Background: Nonsurgical treatment in uncomplicated appendicitis is in many cases a reasonable option, despite the sparsity of robust, easy access, externally validated and multimodally informed clinical decision support systems (CDSS). Developed by OpenAI, the Generative Pre trained Transformer 3.5 model (GPT 3), may provide enhanced decision support for surgeons in less certain appendicitis cases or those posing a higher risk for (relative) operative contra indications. Our objective was to determine whether GPT 3.5, when provided high throughput clinical, laboratory and radiological text based information will come to similar clinical decisions as a machine learning model and a board certified surgeon (reference standard) in decision making for appendectomy versus conservative treatment.

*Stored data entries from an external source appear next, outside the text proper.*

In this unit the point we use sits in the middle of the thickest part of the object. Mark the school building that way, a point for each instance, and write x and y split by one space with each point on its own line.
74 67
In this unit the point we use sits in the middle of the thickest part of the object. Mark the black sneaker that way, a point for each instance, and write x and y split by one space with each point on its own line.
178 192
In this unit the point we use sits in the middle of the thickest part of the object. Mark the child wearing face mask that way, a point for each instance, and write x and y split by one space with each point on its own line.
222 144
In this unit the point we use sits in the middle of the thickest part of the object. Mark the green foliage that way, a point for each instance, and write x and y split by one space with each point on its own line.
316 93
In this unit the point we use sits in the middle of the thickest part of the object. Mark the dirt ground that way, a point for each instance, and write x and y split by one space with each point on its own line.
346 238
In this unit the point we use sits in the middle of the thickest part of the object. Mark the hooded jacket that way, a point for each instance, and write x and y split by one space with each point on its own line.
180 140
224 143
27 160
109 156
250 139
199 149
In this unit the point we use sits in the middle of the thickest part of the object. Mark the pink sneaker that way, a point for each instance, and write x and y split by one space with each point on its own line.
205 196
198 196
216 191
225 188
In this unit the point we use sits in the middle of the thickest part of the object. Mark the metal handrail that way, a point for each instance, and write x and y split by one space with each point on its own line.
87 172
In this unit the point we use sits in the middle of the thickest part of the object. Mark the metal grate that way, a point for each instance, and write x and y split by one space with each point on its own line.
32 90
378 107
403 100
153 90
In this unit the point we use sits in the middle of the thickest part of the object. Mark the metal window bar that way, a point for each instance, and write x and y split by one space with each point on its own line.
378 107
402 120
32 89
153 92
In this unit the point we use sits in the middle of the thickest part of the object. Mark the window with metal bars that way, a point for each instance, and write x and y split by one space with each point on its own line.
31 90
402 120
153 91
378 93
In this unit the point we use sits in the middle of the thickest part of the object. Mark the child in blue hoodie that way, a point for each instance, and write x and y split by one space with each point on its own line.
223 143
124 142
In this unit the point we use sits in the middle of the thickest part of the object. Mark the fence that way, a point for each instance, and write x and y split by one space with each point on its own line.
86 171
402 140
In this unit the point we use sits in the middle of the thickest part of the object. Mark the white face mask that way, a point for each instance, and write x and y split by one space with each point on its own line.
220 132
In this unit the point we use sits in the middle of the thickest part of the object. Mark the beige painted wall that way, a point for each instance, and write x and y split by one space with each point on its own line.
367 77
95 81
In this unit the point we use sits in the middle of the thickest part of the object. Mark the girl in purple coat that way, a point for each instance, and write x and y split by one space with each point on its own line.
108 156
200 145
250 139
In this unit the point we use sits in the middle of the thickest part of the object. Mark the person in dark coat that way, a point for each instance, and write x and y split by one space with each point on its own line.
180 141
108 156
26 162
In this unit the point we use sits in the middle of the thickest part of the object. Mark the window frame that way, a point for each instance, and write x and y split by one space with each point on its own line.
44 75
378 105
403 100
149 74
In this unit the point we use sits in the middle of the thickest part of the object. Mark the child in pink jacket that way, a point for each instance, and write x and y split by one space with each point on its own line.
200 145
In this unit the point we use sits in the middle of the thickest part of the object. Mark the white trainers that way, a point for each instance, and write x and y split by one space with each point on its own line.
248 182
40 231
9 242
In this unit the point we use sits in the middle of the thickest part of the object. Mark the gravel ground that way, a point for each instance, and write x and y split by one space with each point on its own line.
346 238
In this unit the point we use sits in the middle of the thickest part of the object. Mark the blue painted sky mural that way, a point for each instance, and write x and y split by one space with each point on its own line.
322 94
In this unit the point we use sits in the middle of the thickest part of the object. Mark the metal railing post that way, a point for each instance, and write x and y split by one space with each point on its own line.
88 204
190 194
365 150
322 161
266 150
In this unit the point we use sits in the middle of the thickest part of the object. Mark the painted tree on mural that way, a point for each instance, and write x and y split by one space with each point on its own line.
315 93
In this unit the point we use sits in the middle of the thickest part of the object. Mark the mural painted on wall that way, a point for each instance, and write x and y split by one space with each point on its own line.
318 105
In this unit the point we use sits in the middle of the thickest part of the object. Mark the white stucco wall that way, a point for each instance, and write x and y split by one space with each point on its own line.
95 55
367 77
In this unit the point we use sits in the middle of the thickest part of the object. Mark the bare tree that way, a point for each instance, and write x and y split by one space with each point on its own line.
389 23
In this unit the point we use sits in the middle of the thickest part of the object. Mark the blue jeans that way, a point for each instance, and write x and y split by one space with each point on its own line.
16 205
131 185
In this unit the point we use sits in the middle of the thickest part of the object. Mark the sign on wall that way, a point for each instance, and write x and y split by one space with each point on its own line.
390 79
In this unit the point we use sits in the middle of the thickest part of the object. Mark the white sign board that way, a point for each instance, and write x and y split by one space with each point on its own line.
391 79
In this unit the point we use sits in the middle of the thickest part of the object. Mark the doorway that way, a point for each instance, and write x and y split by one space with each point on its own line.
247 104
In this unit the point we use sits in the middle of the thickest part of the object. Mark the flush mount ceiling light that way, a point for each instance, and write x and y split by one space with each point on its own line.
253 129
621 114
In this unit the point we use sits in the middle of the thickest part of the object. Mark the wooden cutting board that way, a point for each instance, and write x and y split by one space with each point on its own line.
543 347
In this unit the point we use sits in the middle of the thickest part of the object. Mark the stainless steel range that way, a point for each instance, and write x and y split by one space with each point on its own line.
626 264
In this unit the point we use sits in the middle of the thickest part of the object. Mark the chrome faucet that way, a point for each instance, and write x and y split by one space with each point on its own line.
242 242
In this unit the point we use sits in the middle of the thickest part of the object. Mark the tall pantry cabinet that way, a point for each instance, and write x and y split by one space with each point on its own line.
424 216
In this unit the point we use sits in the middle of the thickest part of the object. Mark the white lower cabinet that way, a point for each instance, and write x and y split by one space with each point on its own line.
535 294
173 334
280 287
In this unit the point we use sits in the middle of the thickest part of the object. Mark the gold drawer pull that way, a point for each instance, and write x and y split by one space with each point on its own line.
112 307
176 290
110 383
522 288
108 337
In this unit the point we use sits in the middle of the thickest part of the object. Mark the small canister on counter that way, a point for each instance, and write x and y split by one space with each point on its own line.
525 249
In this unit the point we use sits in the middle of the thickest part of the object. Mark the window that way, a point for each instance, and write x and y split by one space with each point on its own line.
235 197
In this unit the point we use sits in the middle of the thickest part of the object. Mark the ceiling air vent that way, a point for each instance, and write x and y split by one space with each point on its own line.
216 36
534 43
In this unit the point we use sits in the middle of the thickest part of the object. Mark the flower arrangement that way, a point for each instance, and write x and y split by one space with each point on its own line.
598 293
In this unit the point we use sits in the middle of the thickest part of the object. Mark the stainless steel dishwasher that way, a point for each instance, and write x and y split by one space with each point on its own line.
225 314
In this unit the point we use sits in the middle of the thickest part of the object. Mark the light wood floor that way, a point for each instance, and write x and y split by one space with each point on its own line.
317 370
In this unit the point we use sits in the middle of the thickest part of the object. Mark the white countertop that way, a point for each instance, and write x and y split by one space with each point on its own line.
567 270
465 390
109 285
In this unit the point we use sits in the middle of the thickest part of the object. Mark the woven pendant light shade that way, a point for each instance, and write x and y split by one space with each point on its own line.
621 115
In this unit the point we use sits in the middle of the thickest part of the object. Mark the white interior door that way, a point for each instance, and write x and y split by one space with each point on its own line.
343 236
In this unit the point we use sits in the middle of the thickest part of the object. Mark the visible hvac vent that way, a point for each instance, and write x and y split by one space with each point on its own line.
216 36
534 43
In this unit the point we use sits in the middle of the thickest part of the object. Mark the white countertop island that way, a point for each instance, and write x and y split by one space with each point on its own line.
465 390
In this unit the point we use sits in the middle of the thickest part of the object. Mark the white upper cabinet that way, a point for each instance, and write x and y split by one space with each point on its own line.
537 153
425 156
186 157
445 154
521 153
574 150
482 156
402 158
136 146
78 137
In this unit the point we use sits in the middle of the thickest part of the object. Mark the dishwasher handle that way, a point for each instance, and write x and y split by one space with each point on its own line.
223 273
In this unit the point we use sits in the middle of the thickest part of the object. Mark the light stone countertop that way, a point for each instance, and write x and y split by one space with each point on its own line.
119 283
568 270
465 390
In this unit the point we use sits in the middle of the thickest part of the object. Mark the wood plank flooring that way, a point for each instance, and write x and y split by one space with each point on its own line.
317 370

Methods: In this cohort study we randomly collected patients presenting at the Emergency Department (ED) of two German hospitals (GFO, Troisdorf and University Hospital Cologne) with right abdominal pain between October 2022 and October 2023. Statistical analysis was performed using R, version 3.6.2, on RStudio, version 2023.03.0+386. Overall agreement between GPT 3.5 output and the reference standard was assessed by means of inter observer kappa values as well as accuracy, sensitivity, specificity, positive and negative predictive value with the “Caret” and “irr” package. Statistical significance was defined as p < 0.05.
Results: There was agreement between surgeon decision and GPT 3.5 in 102 of 113 cases and all cases where the surgeon decided upon conservative treatment were correctly classified by GPT 3.5. The estimated model training accuracy was 83.3 % (95% CI: 74.0, 90.4), while the validation accuracy for the model was 87.0 % (95% CI: 66.4, 97.2). This in comparison to the GPT 3.5 accuracy of 90.3% (95% CI: 83.2, 95.0), which did not perform significantly better in comparison to the machine learning model (P = 0.21).
Conclusions: This to our knowledge first “intended use” for surgical treatment GPT 3.5 study comparing surgical decision making versus algorithm found a high degree of agreement between board certified surgeons and GPT 3.5 for surgical decision making in patients presenting to the emergency department with lower abdominal pain.